Dizia Kierkegaard que o nível mais baixo da existência seria aquele de Don Juan, mundo que o Don Giovanni de Mozart exibe a perfeição. Nesse mundo tudo o que tem valor está ligado a sedução, a conquista e ao desejo de possuir. A pessoa viveria numa espécie de galeria de espelhos, onde ela se analisa todo o tempo e examinaria os outros sem parar de se comparar a eles. Um mundo de superficie, a vida como imagem em movimento, sem substãncia e sem chance de perenidade. Nesse mundo a nossa função passa a ser unicamente a de seduzir e ser seduzido. Mais nada. Pior que isso, após o ato da conquista torna-se impossível usufruir do que se tem. O objetivo é capturar, não se consegue apreciar aquilo que já faz parte do passado, da coisa que já foi conseguida. A posse é um desejo ilusório, pois ter se transforma em perder. Comapra-se e se paga um preço, o vazio entediante de se querer, sempre, aquilo que não se tem.

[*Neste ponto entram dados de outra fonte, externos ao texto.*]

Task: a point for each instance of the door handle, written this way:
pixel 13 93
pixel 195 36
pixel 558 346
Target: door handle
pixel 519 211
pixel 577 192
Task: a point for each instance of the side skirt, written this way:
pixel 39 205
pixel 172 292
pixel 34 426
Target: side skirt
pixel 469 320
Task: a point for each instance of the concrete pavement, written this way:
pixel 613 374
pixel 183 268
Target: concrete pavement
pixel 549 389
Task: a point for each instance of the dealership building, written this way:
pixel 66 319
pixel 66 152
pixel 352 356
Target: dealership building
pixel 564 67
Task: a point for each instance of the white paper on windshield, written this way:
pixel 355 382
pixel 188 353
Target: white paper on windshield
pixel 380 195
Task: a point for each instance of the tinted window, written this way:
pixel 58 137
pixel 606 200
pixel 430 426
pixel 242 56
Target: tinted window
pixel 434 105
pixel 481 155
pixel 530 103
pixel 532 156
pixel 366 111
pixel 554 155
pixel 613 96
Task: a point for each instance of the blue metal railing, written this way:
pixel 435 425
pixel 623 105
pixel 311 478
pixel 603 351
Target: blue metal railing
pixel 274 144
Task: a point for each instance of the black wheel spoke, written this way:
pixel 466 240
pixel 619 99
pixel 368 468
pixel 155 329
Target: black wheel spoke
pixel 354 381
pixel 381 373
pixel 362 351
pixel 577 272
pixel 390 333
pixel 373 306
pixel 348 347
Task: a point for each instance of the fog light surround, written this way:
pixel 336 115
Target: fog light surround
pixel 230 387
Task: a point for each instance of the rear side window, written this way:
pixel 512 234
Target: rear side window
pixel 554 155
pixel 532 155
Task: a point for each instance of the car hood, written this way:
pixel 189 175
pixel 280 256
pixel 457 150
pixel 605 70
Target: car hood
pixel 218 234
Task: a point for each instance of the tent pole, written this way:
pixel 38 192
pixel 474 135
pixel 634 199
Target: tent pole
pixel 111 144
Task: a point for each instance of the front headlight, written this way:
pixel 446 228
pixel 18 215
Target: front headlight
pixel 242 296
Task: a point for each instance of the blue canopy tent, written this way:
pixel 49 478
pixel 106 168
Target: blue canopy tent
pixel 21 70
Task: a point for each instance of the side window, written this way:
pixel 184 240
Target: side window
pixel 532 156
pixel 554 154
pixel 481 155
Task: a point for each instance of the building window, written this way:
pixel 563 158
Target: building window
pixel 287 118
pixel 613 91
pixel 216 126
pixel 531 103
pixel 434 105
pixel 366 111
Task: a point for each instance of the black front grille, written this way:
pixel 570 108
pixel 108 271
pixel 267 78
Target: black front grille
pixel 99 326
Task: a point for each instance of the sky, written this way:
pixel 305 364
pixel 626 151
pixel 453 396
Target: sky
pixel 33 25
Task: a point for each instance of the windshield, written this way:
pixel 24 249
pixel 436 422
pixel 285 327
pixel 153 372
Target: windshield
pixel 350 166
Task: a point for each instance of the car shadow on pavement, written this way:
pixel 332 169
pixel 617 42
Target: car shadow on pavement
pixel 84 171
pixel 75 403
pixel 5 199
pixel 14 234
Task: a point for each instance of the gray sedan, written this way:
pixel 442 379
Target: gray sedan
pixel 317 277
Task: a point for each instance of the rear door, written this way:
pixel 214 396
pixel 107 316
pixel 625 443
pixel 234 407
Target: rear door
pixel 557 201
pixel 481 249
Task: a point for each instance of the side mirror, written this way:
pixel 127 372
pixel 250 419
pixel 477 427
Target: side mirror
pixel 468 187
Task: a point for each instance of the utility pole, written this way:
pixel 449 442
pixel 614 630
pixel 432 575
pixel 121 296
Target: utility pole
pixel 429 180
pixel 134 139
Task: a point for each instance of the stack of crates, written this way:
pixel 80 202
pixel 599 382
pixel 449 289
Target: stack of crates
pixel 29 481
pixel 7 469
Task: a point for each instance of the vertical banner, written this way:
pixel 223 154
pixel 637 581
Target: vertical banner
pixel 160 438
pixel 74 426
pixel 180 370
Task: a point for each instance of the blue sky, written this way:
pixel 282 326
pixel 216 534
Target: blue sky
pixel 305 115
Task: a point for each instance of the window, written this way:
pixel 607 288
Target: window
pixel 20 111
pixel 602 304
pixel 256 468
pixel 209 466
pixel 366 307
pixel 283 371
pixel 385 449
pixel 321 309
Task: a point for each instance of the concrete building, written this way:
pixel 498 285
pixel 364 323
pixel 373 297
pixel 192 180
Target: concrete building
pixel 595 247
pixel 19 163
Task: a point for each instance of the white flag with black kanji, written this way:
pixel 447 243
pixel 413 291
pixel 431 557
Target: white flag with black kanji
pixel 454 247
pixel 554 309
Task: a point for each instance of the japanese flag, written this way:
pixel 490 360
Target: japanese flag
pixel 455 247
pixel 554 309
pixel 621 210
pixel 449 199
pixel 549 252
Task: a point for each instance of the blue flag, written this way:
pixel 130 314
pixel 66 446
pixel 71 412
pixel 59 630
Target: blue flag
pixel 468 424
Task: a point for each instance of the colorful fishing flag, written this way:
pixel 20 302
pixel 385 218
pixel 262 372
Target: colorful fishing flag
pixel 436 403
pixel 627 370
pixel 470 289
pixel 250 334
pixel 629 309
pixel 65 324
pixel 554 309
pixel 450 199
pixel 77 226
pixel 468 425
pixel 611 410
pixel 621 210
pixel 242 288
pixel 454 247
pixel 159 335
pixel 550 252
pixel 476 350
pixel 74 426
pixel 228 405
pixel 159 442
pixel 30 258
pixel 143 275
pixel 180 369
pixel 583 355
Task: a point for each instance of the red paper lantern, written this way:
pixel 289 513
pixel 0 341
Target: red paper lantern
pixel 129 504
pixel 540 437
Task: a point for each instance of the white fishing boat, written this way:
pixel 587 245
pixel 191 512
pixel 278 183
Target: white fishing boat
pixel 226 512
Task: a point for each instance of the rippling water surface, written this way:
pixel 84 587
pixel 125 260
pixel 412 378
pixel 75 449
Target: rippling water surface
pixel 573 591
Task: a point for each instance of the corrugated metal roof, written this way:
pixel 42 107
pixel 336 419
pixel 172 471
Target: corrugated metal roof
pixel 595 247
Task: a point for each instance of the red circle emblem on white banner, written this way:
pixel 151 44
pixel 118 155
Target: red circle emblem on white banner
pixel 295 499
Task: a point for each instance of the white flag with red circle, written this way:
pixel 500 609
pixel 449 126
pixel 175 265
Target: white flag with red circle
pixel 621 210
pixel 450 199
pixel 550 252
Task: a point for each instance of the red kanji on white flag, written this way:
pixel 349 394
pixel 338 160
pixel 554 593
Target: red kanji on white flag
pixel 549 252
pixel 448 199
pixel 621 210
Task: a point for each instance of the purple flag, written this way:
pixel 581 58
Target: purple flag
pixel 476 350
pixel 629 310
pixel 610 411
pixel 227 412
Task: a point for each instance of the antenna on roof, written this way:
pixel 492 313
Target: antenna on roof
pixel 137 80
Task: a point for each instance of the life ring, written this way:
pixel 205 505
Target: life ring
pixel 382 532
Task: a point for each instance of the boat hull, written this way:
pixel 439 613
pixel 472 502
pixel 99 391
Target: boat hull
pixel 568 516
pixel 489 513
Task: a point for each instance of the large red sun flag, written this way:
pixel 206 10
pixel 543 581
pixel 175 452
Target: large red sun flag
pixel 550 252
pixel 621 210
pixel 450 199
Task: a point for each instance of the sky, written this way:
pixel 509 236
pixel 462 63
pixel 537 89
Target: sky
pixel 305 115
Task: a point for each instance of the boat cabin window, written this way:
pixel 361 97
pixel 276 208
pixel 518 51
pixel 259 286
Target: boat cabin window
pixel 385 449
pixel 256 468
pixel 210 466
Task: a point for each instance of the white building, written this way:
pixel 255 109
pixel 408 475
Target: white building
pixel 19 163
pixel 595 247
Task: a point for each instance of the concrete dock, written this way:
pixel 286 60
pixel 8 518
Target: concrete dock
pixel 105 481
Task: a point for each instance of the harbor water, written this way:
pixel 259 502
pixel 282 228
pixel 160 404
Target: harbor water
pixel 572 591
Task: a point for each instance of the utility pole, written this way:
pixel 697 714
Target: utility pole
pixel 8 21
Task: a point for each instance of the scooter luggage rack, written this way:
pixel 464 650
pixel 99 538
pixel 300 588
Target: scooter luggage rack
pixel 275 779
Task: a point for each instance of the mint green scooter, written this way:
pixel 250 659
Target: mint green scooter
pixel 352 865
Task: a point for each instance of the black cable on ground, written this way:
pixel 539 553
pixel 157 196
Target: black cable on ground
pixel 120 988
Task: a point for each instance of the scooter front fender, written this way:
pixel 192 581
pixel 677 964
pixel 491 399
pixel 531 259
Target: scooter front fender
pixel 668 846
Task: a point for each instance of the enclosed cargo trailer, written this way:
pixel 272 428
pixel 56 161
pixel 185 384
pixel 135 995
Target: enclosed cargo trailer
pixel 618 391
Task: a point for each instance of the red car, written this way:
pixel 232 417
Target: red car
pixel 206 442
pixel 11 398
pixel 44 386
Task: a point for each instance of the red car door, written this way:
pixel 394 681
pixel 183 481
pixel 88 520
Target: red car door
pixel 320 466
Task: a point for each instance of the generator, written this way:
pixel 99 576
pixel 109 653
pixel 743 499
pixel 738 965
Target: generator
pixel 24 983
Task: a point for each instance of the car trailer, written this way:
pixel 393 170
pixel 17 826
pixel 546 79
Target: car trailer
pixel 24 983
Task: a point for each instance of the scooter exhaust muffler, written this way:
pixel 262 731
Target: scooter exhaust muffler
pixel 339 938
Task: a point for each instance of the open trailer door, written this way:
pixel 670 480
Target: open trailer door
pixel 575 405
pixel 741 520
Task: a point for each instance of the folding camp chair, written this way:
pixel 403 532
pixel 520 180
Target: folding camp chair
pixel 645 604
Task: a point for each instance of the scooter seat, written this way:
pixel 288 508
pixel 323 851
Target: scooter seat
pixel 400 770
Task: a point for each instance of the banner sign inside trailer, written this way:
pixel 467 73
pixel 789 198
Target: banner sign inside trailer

Kierkegaard escreveu isso no meio do século XIX. E advertia que nosso mundo caminhava para a preponderância absoluta de Juans e Giovannis. Um pouco acima deles estaria o tipo Fausto, aquele que não ansia por ter, mas por saber, tudo. Esse vive na dúvida pois sabe que o querer, o ter e o saber possuem limites intransponiveis. A vantagem de Fausto sobre Juan é conhecer o desespero transformador, e não apenas, como Juan, o tédio asfixiante. Fausto quer transformar sua vida, Juan não. Ele é incapaz de criar algo de novo. É uma vítima. Fausto nunca é vitima, ele é seu carrasco.
Me desculpem se me abstenho de falar sobre o tipo mais elevado. Entramos no mundo do símbolo e da religião e esse mundo está hoje tão enterrado dentro de nós, tão disfarçado em sintoma e em auto-mutilamento, que sua lingua seria tema para mais de uma biblioteca. A prponderãncia da razão, utilitária, simplificadora e comum a todos, fez com que a lingua da alma e do instinto nos fosse cada vez mais estranha. O que posso dizer com certeza absoluta, e essa é das poucas certezas absolutas que tenho, é que apenas a razão não pode nos dar motivo para viver. O que nos leva adiante, mesmo com a consciência do fim da vida, do mal e da injustiça, é aquilo que Jung chamava de inconsciente, o imenso universo vivo e atuante de símbolos, instintos, motivações e sonhos. Mundo que nos traz a ideia de criação, de atemporalidade, de comunhão entre o todo e nós, de beleza. Chamar esse universo, que é só meu e é de todos ao mesmo tempo, de Céu, de Inconsciente, de Instinto ou de Vida, tanto faz. Ele é o que nos guia e nos perde, nos dá dignidade de coisa viva e criadora, nos ajuda a querer persistir. Perder essa conexão é a morte em vida. É o mundo de Don Juan. Espelho e imagem, vaidade e posse.
Uma parábola que agora se faz clara:
Quando Adão e Eva perdem o Eden, o que eles perdem? O que eles ganham? Passam a ter de trabalhar, passam a ter consciência da morte, passam a sofrer. Ou seja, tornam-se racionais e criam a divisão interna da mente. Agora sabem o que devem ser. Nunca o que são.